Getting the AI to string together a proper sentence was a challenge at first, Pierantozzi said. The first piece of copy it came back with was the incoherent sentence, “Yes, probably in this out we saw can I realized in college to cook applied into the.” Another early ad read, “Yes, the worried scientist mother there.”
“AI was a core expectation of the project from the get-go but the undertaking was massive given that we needed a ton of lines and 42 brains to work together to create the specific copy to feed into the wild,” explained Chris Neff, executive producer of Tool of North America, the production company behind the work. “AI production is time consuming and requires an open mind. You may not get the results that you think you will get and that expectation has to be set from day one.”

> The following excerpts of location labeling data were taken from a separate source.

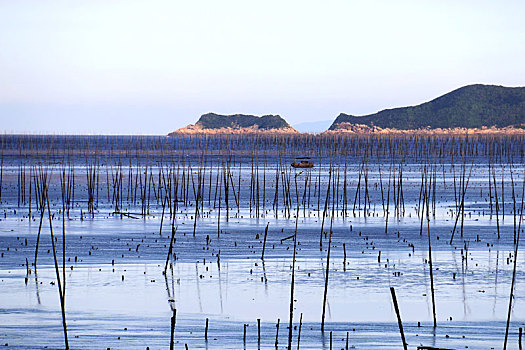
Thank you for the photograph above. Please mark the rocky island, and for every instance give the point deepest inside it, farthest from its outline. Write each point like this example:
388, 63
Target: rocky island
470, 109
212, 123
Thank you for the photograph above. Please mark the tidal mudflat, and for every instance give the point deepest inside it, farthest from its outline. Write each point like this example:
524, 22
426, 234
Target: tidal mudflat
217, 242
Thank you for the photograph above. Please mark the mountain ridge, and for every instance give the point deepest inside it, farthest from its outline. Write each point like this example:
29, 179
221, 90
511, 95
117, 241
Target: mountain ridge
471, 106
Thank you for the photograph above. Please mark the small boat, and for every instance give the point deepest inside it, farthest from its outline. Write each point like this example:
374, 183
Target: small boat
304, 162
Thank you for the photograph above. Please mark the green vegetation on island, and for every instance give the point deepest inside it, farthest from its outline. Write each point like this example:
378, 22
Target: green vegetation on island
218, 121
472, 106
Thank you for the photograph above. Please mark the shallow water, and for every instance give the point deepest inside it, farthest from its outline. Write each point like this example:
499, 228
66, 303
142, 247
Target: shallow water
118, 297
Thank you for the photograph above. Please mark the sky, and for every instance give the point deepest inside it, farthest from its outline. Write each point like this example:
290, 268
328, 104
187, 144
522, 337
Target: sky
150, 67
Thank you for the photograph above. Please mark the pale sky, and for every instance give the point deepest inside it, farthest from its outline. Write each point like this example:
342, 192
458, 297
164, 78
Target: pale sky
150, 67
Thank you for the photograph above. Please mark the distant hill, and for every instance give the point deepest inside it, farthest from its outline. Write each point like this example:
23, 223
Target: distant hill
472, 106
236, 123
318, 126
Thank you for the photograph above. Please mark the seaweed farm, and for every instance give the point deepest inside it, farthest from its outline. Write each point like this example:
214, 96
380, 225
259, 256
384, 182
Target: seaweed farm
218, 242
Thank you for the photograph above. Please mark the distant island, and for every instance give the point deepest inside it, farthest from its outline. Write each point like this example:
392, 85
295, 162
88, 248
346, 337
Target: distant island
473, 107
212, 123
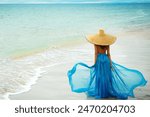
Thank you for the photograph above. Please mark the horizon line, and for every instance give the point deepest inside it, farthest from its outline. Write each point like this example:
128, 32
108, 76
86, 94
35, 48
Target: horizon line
68, 2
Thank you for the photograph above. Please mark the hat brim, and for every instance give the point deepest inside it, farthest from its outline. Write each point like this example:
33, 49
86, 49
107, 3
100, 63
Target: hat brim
101, 40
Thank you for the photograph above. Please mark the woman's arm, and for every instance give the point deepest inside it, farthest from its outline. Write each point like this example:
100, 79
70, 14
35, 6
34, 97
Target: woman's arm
96, 53
109, 56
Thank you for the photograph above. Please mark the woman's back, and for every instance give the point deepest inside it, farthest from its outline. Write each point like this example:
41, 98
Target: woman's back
101, 49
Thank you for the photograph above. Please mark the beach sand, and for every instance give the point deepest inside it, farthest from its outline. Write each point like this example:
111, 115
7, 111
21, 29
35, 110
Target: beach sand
53, 83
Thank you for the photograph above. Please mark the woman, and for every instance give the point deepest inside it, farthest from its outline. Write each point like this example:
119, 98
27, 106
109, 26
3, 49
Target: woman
105, 78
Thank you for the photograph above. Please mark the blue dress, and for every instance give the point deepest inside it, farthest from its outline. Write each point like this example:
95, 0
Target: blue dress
103, 81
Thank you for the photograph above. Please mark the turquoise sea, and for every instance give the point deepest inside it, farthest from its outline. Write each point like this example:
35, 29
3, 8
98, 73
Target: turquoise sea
27, 28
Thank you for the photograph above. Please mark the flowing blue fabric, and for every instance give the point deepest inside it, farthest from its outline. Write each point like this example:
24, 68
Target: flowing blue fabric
103, 81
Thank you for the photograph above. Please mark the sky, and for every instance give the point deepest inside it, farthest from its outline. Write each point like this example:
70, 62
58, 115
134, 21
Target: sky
61, 1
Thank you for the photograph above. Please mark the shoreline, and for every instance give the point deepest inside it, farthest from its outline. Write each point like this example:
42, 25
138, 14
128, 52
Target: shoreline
51, 83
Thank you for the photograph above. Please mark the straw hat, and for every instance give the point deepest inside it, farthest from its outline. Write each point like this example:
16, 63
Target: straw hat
101, 38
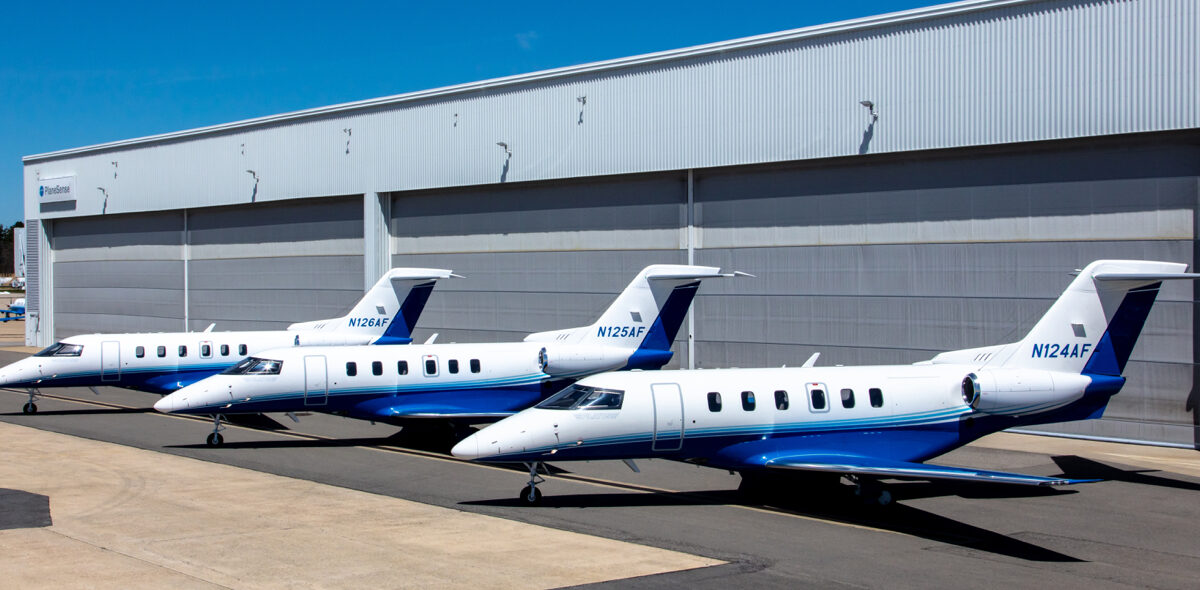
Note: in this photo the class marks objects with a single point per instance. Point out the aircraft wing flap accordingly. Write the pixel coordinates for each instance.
(900, 469)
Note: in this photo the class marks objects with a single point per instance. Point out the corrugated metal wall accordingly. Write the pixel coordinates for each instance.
(267, 265)
(535, 257)
(975, 74)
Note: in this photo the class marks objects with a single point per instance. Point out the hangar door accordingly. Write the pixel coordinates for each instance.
(118, 274)
(541, 256)
(262, 266)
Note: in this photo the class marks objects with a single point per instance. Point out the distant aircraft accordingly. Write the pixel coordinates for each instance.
(863, 422)
(456, 383)
(167, 361)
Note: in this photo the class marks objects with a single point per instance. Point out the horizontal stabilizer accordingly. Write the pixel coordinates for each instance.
(1145, 277)
(852, 464)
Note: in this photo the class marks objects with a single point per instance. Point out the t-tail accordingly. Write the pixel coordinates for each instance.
(636, 331)
(388, 312)
(1078, 349)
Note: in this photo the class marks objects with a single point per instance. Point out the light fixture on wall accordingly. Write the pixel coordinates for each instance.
(870, 108)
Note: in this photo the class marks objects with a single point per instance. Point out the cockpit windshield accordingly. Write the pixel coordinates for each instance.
(61, 349)
(582, 397)
(253, 366)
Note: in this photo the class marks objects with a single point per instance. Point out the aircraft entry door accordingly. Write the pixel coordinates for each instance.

After a few more attempts, “We realized that it was struggling with the words that it had learned to create cohesive sentences,” Saatchi LA’s Pierantozzi said. “[We] allowed it to take all of the words within the neural net and apply them to things like nouns, adjectives, pronouns, phrases.”
About halfway through the process, Watson began putting together sentences, but they weren’t connected to each other. So, the last group of training sessions focused on word meaning and cohesively using words together. During this phase, Saatchi LA began to rank the AI responses to train the technology on whether something was “good” or “bad.”

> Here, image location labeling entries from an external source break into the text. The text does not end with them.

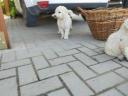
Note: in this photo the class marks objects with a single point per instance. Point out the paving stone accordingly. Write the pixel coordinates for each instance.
(123, 72)
(34, 52)
(26, 74)
(112, 92)
(53, 71)
(7, 57)
(8, 87)
(99, 50)
(105, 81)
(124, 63)
(75, 85)
(88, 45)
(104, 67)
(41, 87)
(15, 64)
(61, 92)
(7, 73)
(69, 52)
(82, 70)
(62, 60)
(85, 59)
(57, 48)
(70, 45)
(123, 88)
(97, 43)
(102, 57)
(49, 54)
(40, 62)
(22, 54)
(87, 51)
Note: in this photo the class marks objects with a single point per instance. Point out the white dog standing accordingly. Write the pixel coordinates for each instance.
(117, 43)
(64, 21)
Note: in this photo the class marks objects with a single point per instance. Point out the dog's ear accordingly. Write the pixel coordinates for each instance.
(126, 23)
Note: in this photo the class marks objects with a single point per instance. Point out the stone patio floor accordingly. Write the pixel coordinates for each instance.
(41, 64)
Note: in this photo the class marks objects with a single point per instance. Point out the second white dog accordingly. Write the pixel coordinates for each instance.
(117, 43)
(64, 21)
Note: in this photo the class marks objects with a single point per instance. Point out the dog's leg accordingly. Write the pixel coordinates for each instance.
(62, 33)
(120, 57)
(126, 53)
(59, 31)
(66, 33)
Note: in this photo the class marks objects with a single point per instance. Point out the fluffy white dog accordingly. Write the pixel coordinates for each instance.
(117, 43)
(64, 20)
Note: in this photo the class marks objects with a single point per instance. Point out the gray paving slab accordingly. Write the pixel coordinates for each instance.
(62, 60)
(8, 87)
(105, 66)
(26, 75)
(81, 70)
(53, 71)
(41, 87)
(75, 85)
(7, 73)
(112, 92)
(104, 82)
(61, 92)
(40, 62)
(123, 88)
(15, 64)
(85, 59)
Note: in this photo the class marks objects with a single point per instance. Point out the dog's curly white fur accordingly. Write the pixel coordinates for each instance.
(117, 42)
(64, 20)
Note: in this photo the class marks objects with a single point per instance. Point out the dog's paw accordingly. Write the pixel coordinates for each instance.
(58, 32)
(121, 57)
(66, 37)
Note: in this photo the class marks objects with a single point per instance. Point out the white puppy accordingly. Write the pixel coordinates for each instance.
(117, 43)
(64, 20)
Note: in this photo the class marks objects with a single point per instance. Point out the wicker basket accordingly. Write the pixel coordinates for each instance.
(103, 22)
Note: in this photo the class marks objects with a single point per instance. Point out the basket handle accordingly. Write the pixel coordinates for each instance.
(83, 12)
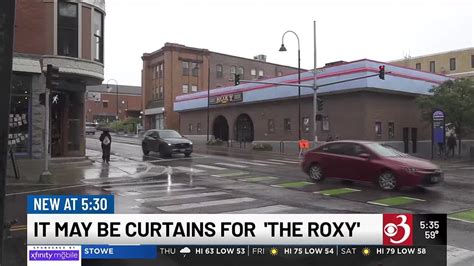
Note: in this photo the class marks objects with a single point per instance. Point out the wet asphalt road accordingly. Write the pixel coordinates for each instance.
(234, 182)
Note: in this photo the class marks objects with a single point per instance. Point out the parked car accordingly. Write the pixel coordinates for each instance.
(91, 128)
(166, 142)
(367, 161)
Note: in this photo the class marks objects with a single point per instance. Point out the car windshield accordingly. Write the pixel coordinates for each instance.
(168, 134)
(385, 151)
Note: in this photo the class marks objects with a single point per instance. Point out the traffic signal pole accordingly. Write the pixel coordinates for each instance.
(7, 18)
(52, 82)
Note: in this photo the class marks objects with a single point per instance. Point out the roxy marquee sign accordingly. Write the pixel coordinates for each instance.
(226, 98)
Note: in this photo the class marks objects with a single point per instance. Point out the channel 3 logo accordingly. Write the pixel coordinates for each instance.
(398, 229)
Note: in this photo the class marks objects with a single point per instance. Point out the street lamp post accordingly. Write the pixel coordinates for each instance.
(116, 86)
(315, 89)
(283, 49)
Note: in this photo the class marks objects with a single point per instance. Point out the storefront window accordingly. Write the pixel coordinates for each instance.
(159, 121)
(18, 137)
(306, 124)
(287, 124)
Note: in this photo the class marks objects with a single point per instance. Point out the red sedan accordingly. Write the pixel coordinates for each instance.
(370, 162)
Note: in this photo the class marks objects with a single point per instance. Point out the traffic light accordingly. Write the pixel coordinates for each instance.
(236, 79)
(382, 72)
(320, 104)
(52, 77)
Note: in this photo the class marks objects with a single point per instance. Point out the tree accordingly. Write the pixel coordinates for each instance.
(456, 99)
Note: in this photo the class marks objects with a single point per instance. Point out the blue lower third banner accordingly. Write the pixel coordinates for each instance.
(118, 252)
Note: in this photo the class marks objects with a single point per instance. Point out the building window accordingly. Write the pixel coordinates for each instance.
(185, 66)
(185, 88)
(378, 129)
(98, 36)
(219, 71)
(271, 126)
(287, 124)
(160, 70)
(67, 29)
(232, 72)
(432, 67)
(253, 72)
(325, 123)
(452, 64)
(306, 124)
(391, 130)
(160, 121)
(20, 104)
(194, 69)
(240, 71)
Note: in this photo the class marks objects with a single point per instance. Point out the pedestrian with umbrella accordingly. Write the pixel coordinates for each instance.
(106, 143)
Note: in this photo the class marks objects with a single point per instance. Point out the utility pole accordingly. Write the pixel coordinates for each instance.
(7, 19)
(315, 90)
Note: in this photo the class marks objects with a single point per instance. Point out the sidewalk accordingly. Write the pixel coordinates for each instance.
(77, 171)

During the ninth training session—about two and half months into the project—Watson wrote a piece that read, “Yes, it’s for fans of possibility.” Then it spat out an ad referencing Carbon-14, a radioactive isotope used in radiocarbon dating that fit with the campaign’s target audience of scientists. Something had finally clicked. “It was finding these very deep, weird insights that it mined out and it started to put it into sentence structures—things that maybe we necessarily in the advertising industry wouldn’t be able to find on our own,” Pierantozzi explained.
The final version of creative included lines like, “Yes, it’s Mother Nature approved,” “Yes, this car is an ode to tech” and “Yes, the future is available now.” Other phrases in the campaign include, “Yes, it’s a better future for insects,” “Yes, it will turn heads on the moon” and “Yes, it drives like a planet.”

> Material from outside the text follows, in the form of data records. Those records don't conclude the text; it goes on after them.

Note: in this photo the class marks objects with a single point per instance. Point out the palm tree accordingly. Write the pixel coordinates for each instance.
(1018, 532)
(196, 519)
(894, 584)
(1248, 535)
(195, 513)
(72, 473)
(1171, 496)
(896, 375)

Creative was ultimately vetted by Saatchi LA’s copywriters before it was pushed out.
“At the very end, we would still go through all of the lines and make sure that what was being out live, we were evaluating the content that the AI was writing for,” Pierantozzi said.
Here’s the video targeted at scientists:
To pull off the complex targeting and find intriguing behavioral data, the campaign is solely running on Facebook. While each video looks the same, the copy is tailored to more than 100 different demographics, resulting in “thousands” of pieces of content.
“We created a shell for all of these lines to live in so that when you got this piece of content on Facebook, you would get something that was highly relevant and targeted for you, written for you based on what it knew about these demographics and interests,” Pierantozzi noted.
This is the second time Saatchi LA has leaned on AI to make a digital campaign for Toyota. In January, the agency created 1,000 Facebook videos with AI to promote the Rav4 crossover.
“We think AI can be valuable in data mining out nuanced insights about audiences and allow for greater relevance and personalization,” said Pierantozzi. “In the future, it’s going to be able to do more of this and create more content in real time.”
That said, he doesn’t believe that AI can replace human creativity and insight.
“This is not an easy process to train the AI to write like a human. A lot of these lines at the end of the day could have probably been written by a human, but we wouldn’t have been able to write thousands and thousands of ads,” he said. “At the end of the day, this campaign is still an idea that we came up.”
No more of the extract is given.